British Pound nudges higher above 1.3350 despite rising Fed hike bets
The GBP/USD pair gathers strength to around 1.3385 during the Asian trading hours on Thursday. However, the potential upside might be limited amid rising expectations for higher-for-longer US interest rates.
  • GBP/USD edges higher to near 1.3385 in Thursday’s Asian session. 
  • Traders raise their bets on US rate hikes after upbeat US economic data. 
  • BoE officials signaled the central bank is in "no rush to raise interest rates.

The GBP/USD pair gathers strength to around 1.3385 during the Asian trading hours on Thursday. However, the potential upside might be limited amid rising expectations for higher-for-longer US interest rates. Markets might turn cautious later in the day ahead of the US Producer Price Index (PPI) report.

A combination of robust labor and hot inflation reports from the US has reinforced a "higher for longer" stance from the Fed, which could lift the US Dollar (USD) and act as a headwind for the major pair. 

Markets are now pricing in a 43.7% probability of a quarter-point rate hike in December, up from just about 14% a month ago, according to the CME FedWatch tool. 
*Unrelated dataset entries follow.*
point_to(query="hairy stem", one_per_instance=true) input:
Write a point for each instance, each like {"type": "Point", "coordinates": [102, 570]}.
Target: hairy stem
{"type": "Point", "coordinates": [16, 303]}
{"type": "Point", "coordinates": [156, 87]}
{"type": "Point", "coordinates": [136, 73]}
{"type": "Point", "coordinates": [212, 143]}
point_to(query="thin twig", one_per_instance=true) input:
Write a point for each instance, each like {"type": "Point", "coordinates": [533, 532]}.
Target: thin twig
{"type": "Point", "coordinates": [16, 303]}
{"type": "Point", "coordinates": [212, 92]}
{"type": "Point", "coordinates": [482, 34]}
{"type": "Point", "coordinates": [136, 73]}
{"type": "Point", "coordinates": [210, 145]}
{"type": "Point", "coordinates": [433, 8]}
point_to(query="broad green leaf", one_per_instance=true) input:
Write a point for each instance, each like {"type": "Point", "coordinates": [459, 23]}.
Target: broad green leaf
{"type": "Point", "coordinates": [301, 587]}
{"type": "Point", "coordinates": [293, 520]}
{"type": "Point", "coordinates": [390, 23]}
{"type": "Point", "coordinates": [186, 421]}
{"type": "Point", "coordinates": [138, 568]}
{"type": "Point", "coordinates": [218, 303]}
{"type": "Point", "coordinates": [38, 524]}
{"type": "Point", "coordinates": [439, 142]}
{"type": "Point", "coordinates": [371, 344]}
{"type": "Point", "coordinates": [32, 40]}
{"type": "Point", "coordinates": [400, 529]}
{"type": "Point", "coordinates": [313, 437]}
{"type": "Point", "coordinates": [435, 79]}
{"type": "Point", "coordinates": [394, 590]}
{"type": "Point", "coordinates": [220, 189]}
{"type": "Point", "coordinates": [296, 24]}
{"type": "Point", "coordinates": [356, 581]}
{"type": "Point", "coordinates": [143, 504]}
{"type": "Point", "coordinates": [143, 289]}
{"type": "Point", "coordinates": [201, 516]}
Traders will closely monitor the next US PPI inflation data for the outlook for Fed rates, especially with Chairman Kevin Warsh taking the helm. Major analysts have delayed rate cut expectations. Goldman Sachs anticipates the US central bank to hold rates steady through 2026, with the next cut not occurring until 2027

On the UK’s front, Bank of England (BoE) policymaker Alan Taylor said earlier this week that interest rates at their current level ‌were restrictive for the economy and he did not see the need for a rate hike to tackle inflationary pressures that have grown as a result of the Iran war. 

BoE Governor Andrew Bailey stated last week that the bank is in "no rush to raise interest rates.” Traders await the monthly UK Gross Domestic Product (GDP) data on Friday, which could provide fresh directions on the BoE's rate path.

Pound Sterling FAQs

The Pound Sterling (GBP) is the oldest currency in the world (886 AD) and the official currency of the United Kingdom. It is the fourth most traded unit for foreign exchange (FX) in the world, accounting for 12% of all transactions, averaging $630 billion a day, according to 2022 data. Its key trading pairs are GBP/USD, also known as ‘Cable’, which accounts for 11% of FX, GBP/JPY, or the ‘Dragon’ as it is known by traders (3%), and EUR/GBP (2%). The Pound Sterling is issued by the Bank of England (BoE).

The single most important factor influencing the value of the Pound Sterling is monetary policy decided by the Bank of England. The BoE bases its decisions on whether it has achieved its primary goal of “price stability” – a steady inflation rate of around 2%. Its primary tool for achieving this is the adjustment of interest rates. When inflation is too high, the BoE will try to rein it in by raising interest rates, making it more expensive for people and businesses to access credit. This is generally positive for GBP, as higher interest rates make the UK a more attractive place for global investors to park their money. When inflation falls too low it is a sign economic growth is slowing. In this scenario, the BoE will consider lowering interest rates to cheapen credit so businesses will borrow more to invest in growth-generating projects.

Data releases gauge the health of the economy and can impact the value of the Pound Sterling. Indicators such as GDP, Manufacturing and Services PMIs, and employment can all influence the direction of the GBP. A strong economy is good for Sterling. Not only does it attract more foreign investment but it may encourage the BoE to put up interest rates, which will directly strengthen GBP. Otherwise, if economic data is weak, the Pound Sterling is likely to fall.

Another significant data release for the Pound Sterling is the Trade Balance. This indicator measures the difference between what a country earns from its exports and what it spends on imports over a given period. If a country produces highly sought-after exports, its currency will benefit purely from the extra demand created from foreign buyers seeking to purchase these goods. Therefore, a positive net Trade Balance strengthens a currency and vice versa for a negative balance.